This raises a question: if a teacher who is trained in media literacy education can be easily fooled, what chance does a student in elementary or high school have? In a 2018 study Malita and Grossneck found that 91.6% of students indicated that they could not differentiate between misleading news stories and genuine content. Furthermore, they found that most children in their study relied on search engine rankings to vet their sources. This is not just marketing run amok, but an existential threat to our democracy. Evidence of this is not hard to find. In a sensitive time for education in Saskatchewan several false news stories have made the rounds undermining the credibility of teachers and school divisions (some individuals believed litter boxes were being placed in elementary schools for students identifying as “furries”). Apparently, it is not just the students (and certain verbose education bloggers) being fooled.

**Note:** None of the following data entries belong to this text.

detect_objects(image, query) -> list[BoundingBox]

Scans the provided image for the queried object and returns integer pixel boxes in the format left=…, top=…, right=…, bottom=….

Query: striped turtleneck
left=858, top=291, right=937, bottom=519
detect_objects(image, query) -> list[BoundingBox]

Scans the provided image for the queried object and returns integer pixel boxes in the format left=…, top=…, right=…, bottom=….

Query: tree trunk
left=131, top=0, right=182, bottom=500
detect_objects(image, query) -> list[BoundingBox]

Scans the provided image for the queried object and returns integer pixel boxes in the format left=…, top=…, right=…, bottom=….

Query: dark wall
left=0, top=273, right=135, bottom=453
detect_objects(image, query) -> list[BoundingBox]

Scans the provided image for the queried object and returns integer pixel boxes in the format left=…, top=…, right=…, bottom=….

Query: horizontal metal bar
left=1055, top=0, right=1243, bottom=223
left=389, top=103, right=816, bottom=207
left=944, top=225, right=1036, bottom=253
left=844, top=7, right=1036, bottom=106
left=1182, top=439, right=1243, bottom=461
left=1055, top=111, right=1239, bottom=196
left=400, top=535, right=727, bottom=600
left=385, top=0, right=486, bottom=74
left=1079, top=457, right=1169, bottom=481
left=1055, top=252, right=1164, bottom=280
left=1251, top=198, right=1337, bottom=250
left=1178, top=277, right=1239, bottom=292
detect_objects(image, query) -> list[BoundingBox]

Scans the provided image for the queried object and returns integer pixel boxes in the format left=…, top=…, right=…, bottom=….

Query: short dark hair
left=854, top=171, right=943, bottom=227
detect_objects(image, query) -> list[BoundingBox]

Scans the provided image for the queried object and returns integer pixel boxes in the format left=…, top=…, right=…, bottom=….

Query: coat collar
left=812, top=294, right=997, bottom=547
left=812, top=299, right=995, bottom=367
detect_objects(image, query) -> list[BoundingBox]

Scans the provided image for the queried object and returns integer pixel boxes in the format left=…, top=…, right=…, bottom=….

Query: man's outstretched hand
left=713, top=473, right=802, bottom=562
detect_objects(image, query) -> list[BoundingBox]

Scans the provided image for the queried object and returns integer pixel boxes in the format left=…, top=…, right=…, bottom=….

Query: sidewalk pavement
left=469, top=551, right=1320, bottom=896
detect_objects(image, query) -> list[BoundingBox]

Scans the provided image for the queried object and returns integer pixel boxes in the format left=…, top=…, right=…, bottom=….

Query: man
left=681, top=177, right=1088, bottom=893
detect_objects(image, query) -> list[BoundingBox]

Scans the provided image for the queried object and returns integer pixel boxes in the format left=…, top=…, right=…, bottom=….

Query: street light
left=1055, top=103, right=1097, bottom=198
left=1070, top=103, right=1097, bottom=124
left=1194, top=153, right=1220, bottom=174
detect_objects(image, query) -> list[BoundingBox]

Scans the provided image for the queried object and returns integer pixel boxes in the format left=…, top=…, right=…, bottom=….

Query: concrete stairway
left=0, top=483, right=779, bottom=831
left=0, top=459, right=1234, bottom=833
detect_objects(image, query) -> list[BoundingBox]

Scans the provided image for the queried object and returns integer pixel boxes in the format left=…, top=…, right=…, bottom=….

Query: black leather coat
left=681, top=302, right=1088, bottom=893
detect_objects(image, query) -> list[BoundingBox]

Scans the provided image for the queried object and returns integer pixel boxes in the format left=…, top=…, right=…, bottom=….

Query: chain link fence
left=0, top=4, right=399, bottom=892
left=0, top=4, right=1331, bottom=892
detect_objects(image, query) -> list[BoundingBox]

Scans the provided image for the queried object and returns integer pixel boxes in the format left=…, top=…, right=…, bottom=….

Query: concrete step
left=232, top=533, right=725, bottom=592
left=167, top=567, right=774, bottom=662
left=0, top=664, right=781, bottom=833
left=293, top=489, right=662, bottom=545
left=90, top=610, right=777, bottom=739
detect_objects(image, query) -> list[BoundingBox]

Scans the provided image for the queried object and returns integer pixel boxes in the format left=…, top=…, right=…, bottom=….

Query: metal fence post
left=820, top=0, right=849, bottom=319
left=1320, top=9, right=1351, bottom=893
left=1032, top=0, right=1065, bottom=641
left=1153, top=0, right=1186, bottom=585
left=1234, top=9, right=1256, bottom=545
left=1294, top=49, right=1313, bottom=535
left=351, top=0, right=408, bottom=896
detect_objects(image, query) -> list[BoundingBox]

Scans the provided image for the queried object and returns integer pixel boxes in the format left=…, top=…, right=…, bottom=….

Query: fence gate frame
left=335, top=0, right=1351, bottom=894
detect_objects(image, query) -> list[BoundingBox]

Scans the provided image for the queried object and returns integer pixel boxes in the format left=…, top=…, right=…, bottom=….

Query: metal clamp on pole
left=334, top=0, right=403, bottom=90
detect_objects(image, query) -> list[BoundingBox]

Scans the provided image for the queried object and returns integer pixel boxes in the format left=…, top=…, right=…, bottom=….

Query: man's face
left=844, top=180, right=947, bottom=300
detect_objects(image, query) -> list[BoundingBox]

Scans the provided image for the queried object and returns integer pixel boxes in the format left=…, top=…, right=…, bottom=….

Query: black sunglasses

Lunch! A time for fellowship, friendship, and the lively exchange of ideas with your colleagues!
Or instead, a time to stare into the endless abyss of your internet enabled device. To each their own. Lunch is for endlessly scanning Facebook marketplace or eBay for electronic gadgets that I cannot afford and do not need. At this point I am not sure why I want them, but the algorithm fueled by social media seems very adept at suggesting new computer parts, kitchen gadgets (who does not need a third air fryer?), and cat toys. It is also during this time that my teaching friends and I share videos in a scene that is reminiscent of the types of behaviours we deride students for engaging in. A friend of mine is particularly fond of Arnold Schwarzenegger deep fake videos (YouTube creator Brian Monarch is very adept at creating them). I would be lying if I said that I did not find these entertaining, but as George pointed out this technology has a dark side. Deep fakes powered, while useful for keeping socially awkward educators from engaging in reflection as they rapidly approach middle age, have undermined trust in video evidence as we now can make any public figure say what we want. This has led to an erosion in public trust as well as enabling focused disinformation campaigns. As George put it “seeing is no longer believing.”
Supper is done. Martial arts classes are over. Time to put on my disguise as an educated research reader to prepare for a master’s class discussion. All the searching techniques that I have neglected throughout the day will now be employed. Media literacy is activated. Skepticism and critical thinking powers are set to maximum levels. Only peer reviewed research (confirmed from lateral reading and multiple sources) will be deemed credible. Smugness flows. Time to write a blog entry. I would never be taken in by media. Detecting baloney is what I do. I was reading Snopes years ago. I always ask who wrote an article, and question their motivations. But maybe I should check Amazon one more time? My air fryer is getting old, and I did see a double basket one for sale…
And therein lies the contradiction. My relationship with media reminds me of how alcoholics speak about drinking. I am in control. I could quit anytime I want. I would not miss it. I can put of a thin veneer when the time calls for it, but I am just as bad as some of my students.